Da mesma forma, o tribunal observou que o texto simples da IDEA “deixa claro que nada na IDEA restringe ou limita os direitos ... que os estatutos antidiscriminação conferem aos alunos com deficiência”. Esta decisão afirma que os alunos com deficiência têm os mesmos direitos ao abrigo da ADA e da Secção 504 que as outras pessoas com deficiência, e que esses alunos não devem ter de demonstrar má-fé ou erro grave de avaliação por parte da escola.
A delegação escolar também tentou mudar radicalmente o seu argumento à última da hora, alargando-o. A delegação escolar argumentou que não só devia ser aplicada a lei, como também devia ser aplicada a lei. A delegação escolar argumentou que não só os alunos com deficiência deveriam estar sujeitos a um padrão mais elevado para provar a discriminação na escola, mas que qualquer pessoa com deficiência, em qualquer contexto, deveria ter de demonstrar que uma entidade agiu intencionalmente para obter qualquer tipo de compensação ao abrigo da ADA e da Secção 504.

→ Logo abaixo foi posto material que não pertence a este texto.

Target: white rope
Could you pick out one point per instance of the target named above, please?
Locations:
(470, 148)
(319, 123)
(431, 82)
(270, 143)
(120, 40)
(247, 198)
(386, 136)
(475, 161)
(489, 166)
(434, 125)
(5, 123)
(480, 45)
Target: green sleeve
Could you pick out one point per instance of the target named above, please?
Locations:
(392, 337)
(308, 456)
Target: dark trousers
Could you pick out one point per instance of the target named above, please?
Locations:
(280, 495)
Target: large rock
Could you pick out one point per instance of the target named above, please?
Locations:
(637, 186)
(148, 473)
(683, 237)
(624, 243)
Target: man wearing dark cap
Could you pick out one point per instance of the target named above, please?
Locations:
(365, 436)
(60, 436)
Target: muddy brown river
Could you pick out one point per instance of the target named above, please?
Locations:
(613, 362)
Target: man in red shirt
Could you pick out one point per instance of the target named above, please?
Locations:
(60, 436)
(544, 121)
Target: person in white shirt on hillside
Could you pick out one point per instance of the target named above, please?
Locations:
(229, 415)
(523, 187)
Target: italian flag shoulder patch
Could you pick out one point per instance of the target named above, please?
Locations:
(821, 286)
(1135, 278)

Mas, tal como os advogados de Ava observaram, isto representaria uma “mudança radical” na lei dos direitos dos deficientes. Em geral, um queixoso não precisa de demonstrar a intenção do arguido para obter uma medida cautelar. Exigir isso seria contradizer a linguagem clara e a história legislativa da lei. Ao interpretar a Secção 504, o Supremo Tribunal dos Estados Unidos considerou que a discriminação em razão da deficiência é “na maior parte das vezes o produto, não de um animus injurioso, mas antes de irreflexão e indiferença - de negligência benigna”. E o tribunal reafirmou que o Congresso “tinha uma visão mais abrangente do conceito de discriminação” quando adoptou o Título II da ADA. Ambas as leis se destinam a cobrir a discriminação por deficiência numa vasta gama de serviços públicos, mesmo sem provas de discriminação intencional.

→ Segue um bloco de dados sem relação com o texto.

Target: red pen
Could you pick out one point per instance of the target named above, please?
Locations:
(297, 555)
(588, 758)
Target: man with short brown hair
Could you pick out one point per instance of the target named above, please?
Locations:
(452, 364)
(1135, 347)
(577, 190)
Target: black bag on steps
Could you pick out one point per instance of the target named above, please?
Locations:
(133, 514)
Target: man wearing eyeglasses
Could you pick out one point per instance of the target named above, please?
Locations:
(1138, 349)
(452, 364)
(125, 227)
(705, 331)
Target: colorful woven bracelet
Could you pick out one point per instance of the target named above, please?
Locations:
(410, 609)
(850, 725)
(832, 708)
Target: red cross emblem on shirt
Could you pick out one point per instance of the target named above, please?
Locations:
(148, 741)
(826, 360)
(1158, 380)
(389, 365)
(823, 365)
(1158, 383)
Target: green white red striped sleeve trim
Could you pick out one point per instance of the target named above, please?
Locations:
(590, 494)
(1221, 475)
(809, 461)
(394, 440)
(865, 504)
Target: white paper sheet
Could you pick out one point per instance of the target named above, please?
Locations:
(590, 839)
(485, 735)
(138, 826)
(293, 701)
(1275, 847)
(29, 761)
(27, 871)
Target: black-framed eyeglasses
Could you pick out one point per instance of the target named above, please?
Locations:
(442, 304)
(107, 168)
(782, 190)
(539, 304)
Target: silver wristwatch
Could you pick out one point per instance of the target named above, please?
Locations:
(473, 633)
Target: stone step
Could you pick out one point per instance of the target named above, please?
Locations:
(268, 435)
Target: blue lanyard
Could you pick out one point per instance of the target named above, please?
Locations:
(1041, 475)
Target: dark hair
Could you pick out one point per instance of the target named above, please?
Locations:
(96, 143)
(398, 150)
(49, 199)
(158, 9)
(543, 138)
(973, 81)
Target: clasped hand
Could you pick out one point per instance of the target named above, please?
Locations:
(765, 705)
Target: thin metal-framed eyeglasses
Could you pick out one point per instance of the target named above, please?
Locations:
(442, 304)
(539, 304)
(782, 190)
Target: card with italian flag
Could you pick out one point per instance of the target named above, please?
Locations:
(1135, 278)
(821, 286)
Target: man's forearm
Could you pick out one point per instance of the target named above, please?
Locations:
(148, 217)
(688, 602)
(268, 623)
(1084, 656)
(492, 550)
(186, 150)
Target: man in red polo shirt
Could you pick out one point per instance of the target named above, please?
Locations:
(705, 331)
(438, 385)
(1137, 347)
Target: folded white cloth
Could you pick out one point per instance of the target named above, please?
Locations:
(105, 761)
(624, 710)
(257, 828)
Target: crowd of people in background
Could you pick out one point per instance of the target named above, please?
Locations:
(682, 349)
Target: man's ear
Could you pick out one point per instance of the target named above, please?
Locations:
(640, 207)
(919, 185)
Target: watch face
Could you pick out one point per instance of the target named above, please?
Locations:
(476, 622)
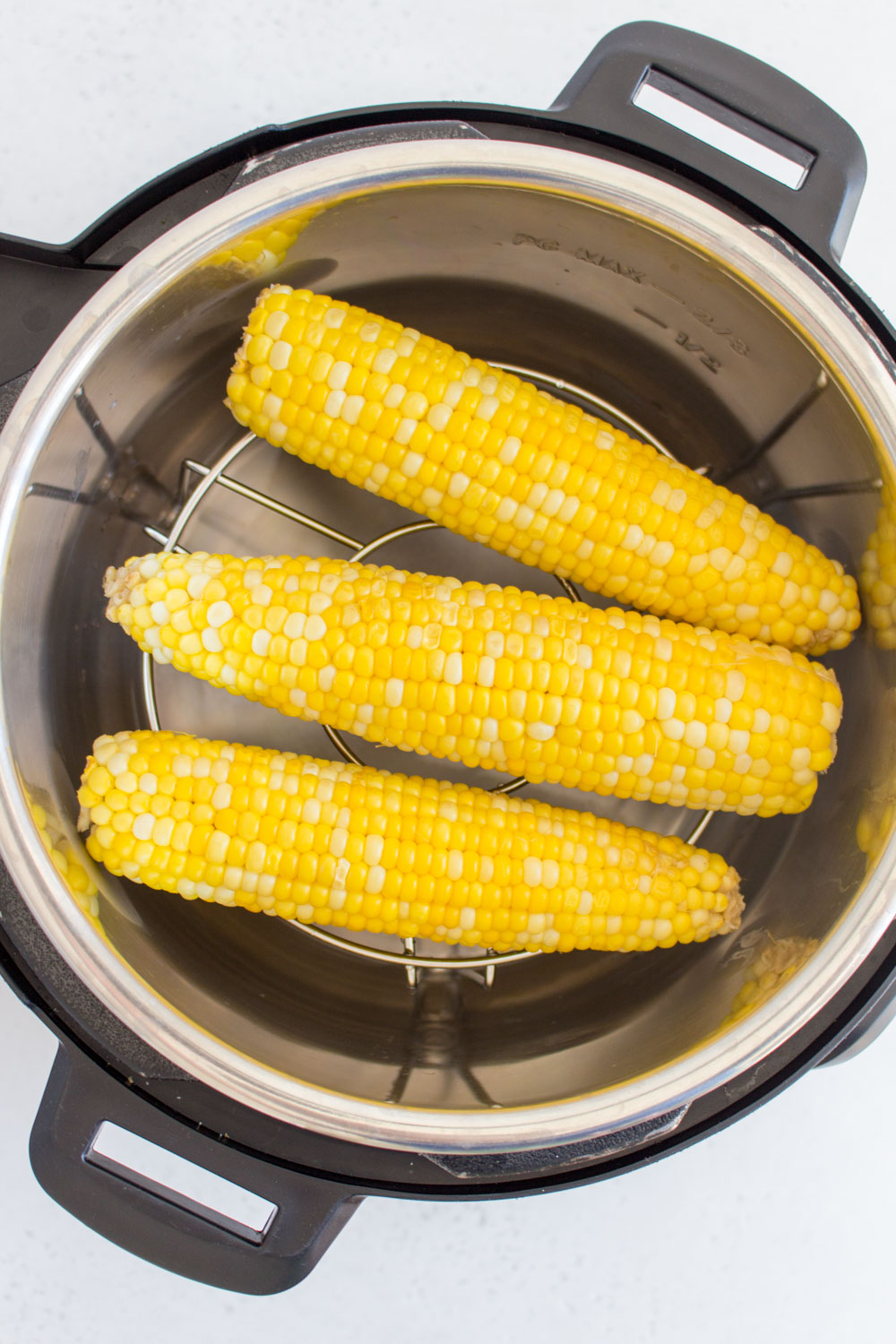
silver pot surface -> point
(688, 320)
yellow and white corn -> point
(489, 456)
(877, 575)
(772, 965)
(607, 701)
(359, 849)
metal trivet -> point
(217, 475)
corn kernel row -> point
(607, 701)
(362, 849)
(492, 457)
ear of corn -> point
(359, 849)
(877, 577)
(772, 965)
(489, 456)
(554, 690)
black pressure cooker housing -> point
(102, 1070)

Se o Supremo Tribunal dos Estados Unidos decidisse adotar uma norma de intenção reforçada para todas as queixas relativas aos direitos dos deficientes, isso conduziria a resultados absurdos que minariam o próprio objetivo das leis federais relativas aos direitos dos deficientes. Por exemplo, um utilizador de cadeira de rodas teria de provar que uma biblioteca ou um tribunal tinha a intenção de o discriminar quando não instalasse uma rampa que lhe permitisse aceder ao edifício.
Como o distrito escolar não tinha apresentado este argumento nos tribunais inferiores, o Supremo Tribunal recusou-se a considerá-lo. A Juíza Sonia Sotomayor, acompanhada pela Juíza Ketanji Brown Jackson, explicou como o texto simples da ADA e da Secção 504 “abrange casos que envolvem uma falha na adaptação, mesmo quando não há má vontade ou animosidade em relação a pessoas com deficiência”. O juiz Clarence Thomas, acompanhado pelo juiz Brett Kavanaugh, indicou que acolheria de bom grado o argumento alargado do distrito escolar, caso este fosse devidamente apresentado num outro processo.
O tribunal reconheceu que os alunos com deficiência “enfrentam desafios assustadores diariamente” e “esses desafios não incluem ter de satisfazer um padrão de prova mais rigoroso ... para estabelecer discriminação ao abrigo do Título II da ADA e da Secção 504”. As escolas devem obedecer aos mesmos padrões que qualquer outra entidade pública - pura e simplesmente. A decisão do Supremo Tribunal dos EUA no processo A.J.T. vai garantir exatamente isso.